Doktor Faust ve Mefistofeles
AB’nin kısa vadeli çıkarlar için otoriter, hatta diktatör rejimlerle para karşılığı anlaşması, Doktor Faust’un Mefistofeles ile anlaştığı hikayeyi hatırlatıyor. Mefistofeles, Goethe’nin ünlü eserinde Faust’u büyücülük sanatına erişim karşılığında ruhunu satmaya ikna eden şeytani bir figürdür. Büyücülük sanatı karşılığında ruhunu şeytana satan ünlü ilahiyatçı gibi, AB de göçmenleri kısa süreliğine kendisinden uzak tutabilmek uğruna ruhunu şeytana satıyor ve Avrupa’yı Avrupa yapan değerleri heba ediyor. Üstelik bu ticaret karşılığında göçü de durduramıyor. Faust’un anlaşma karşılığında büyük bedeller ödemesine neden olduğu gibi, AB’nin şu an otoriter rejimlerle yaptığı anlaşmalar da uzun vadede Avrupa’nın demokratik değerlerine ve insan haklarına zarar veriyor.
Gerçek Çözüm
Göç durdurulamaz. Afrika ve Asya ülkelerinde adeta kaynarcasına çoğalan nüfus, ekonomik ve siyasi koşullar nedeniyle Avrupa’ya akmak zorunda. Bu doğal bir akış. Böylesine kuvvetli bir akışın önünde durmaya kalkarsanız yok olursunuz.
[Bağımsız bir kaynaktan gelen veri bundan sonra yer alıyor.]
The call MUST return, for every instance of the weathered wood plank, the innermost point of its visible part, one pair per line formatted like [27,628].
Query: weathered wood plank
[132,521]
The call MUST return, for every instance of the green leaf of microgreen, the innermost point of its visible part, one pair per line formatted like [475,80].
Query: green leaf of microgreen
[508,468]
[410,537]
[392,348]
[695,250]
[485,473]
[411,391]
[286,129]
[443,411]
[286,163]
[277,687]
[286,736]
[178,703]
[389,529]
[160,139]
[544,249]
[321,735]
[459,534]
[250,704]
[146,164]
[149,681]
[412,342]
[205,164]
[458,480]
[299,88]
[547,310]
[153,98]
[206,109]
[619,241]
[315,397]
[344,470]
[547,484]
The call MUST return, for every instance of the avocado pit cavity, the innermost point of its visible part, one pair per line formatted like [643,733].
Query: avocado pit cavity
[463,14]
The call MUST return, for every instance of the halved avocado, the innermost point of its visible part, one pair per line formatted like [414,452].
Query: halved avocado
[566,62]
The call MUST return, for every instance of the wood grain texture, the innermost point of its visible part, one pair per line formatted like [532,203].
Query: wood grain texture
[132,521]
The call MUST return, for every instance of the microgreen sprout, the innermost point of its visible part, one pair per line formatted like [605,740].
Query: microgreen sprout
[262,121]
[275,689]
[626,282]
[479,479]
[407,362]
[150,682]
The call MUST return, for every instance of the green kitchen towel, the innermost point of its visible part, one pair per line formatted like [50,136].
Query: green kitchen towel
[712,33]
Böylesine doğal ve kuvvetli bir dalga ile baş etmenin yolu onu yok saymaktan veya durdurmaya çalışmaktan değil, onu yönetmekten geçer.
Maalesef AB, çevresine zenginlik yaymakta zorlanıyor. Bunun yerine etrafına surlar dikmeye çalışıyor. Kendisini güzel bir bahçe, duvarlarının ötesini çöl veya vahşi bir orman sanan Avrupa, çölün ortasında hiçbir bahçenin sonsuza kadar yaşayamayacağını anlamıyor. Bahçeyi, yani Avrupa’yı korumak için duvar dikmek değil, çölü ıslah etmek gerek. Bu işe ise yakınlardan, yakın çevreden başlamak gerekiyor.
Avrupa’ya akan kaçak göçü yavaşlatacak en önemli etken, Avrupa çevresinde oluşturulacak “bariyer ülkeler” olabilir. Bariyerden kastımız, göçmenleri polis ve asker zoruyla durduran ülkeler değil, iş ve yaşam imkanlarıyla göçü absorbe eden ülkeler. Türkiye, Mısır, Tunus, Lübnan, Cezayir gibi ülkelerin ekonomileri canlandırıldığında, pek çok göçmen yolculuğunu Avrupa’ya kadar uzatmayacak, bu ara ülkelerde kalmayı tercih edecektir. Bu durum, Müslüman, Arap ve Afrikalı göçmenler için özellikle böyledir. Bir Arap, Mısır’da veya Cezayir’de iş bulabilirse, hayat kurabilirse elbette bu ülkelerde yaşamayı tercih eder ve kendisine çok yabancı sayılan Londra’ya kadar yolculuğunu uzatmaz. Özellikle Türkiye sanayisi, küçük desteklerle milyonlarca göçmeni beslemeye yetecek bir kapasiteye sahip.
Avrupa’nın çevresinde oluşacak bir ekonomik kalkınma halkası, öncelikle bu ülkelerden Avrupa’ya göçü yavaşlatır, ikinci olarak Afganistan, Yemen, Nijer gibi ülkelerden Avrupa’ya göçü azaltır.
Göçü durdurmanın yolu ekonomi mi? Hayır, sadece ekonomik iyileşme ile göçü durduramazsınız. Göçün en önemli nedenlerinin başında siyasi baskılar, insan hakları ihlalleri ve savaşlar geliyor. AB, otokratik rejimleri destekleyerek bu nedeni daha da güçlendiriyor. Türkiye örneğine bakıldığında, Erdoğan rejiminin son 7-8 yılda pervasızca işlediği hak ihlallerinde AB politikalarının büyük rolü oldu. Erdoğan rejimini AB ayakta tuttu…
Göç Durdurulabilir Mi?
AB’nin etrafında, özellikle Akdeniz kıyılarında demokrasi ve ekonomik kalkınma halkası oluşturulması, mümkünse bu halkanın gerisinde ikinci bir kalkınma ve demokrasi çizgisi kurulması hayati önemdedir. Bu hatlar, göçü azaltacak ve yavaşlatacaktır. Ancak, tüm bunları yapsanız dahi göçü tamamen durduramazsınız. Çünkü ortada doğal dinamikler var. Afrika’dan ve Asya’dan göç en az 50 yıl, belki 100 yıl boyunca sürecek. Göçün Avrupa için pek çok risk içerdiğini söylemiştik; lakin yönetmeyi başarabilirse AB’nin göçten elde edeceği pek çok yarar da mevcut. Alınacak basit önlemler ve yapılacak nispeten küçük yatırımlarla göç, Avrupa’ya beklemediği katkıları sağlayabilir. Örneğin, Türkiye’den Fas’a kadar Akdeniz kıyılarında ve Afrika’da Sahel çizgisi boyunca açılacak Almanca ve İngilizce eğitim veren meslek okulları, gelecekte Avrupa kapılarını çalacak göçmenlerin çok daha nitelikli ve entegrasyona hazır olmasını sağlayacaktır. Bu, akla gelen projelerden sadece biridir. Bu hususta akıl yürütülürse başka ‘harika çözümler’ de bulunabilir.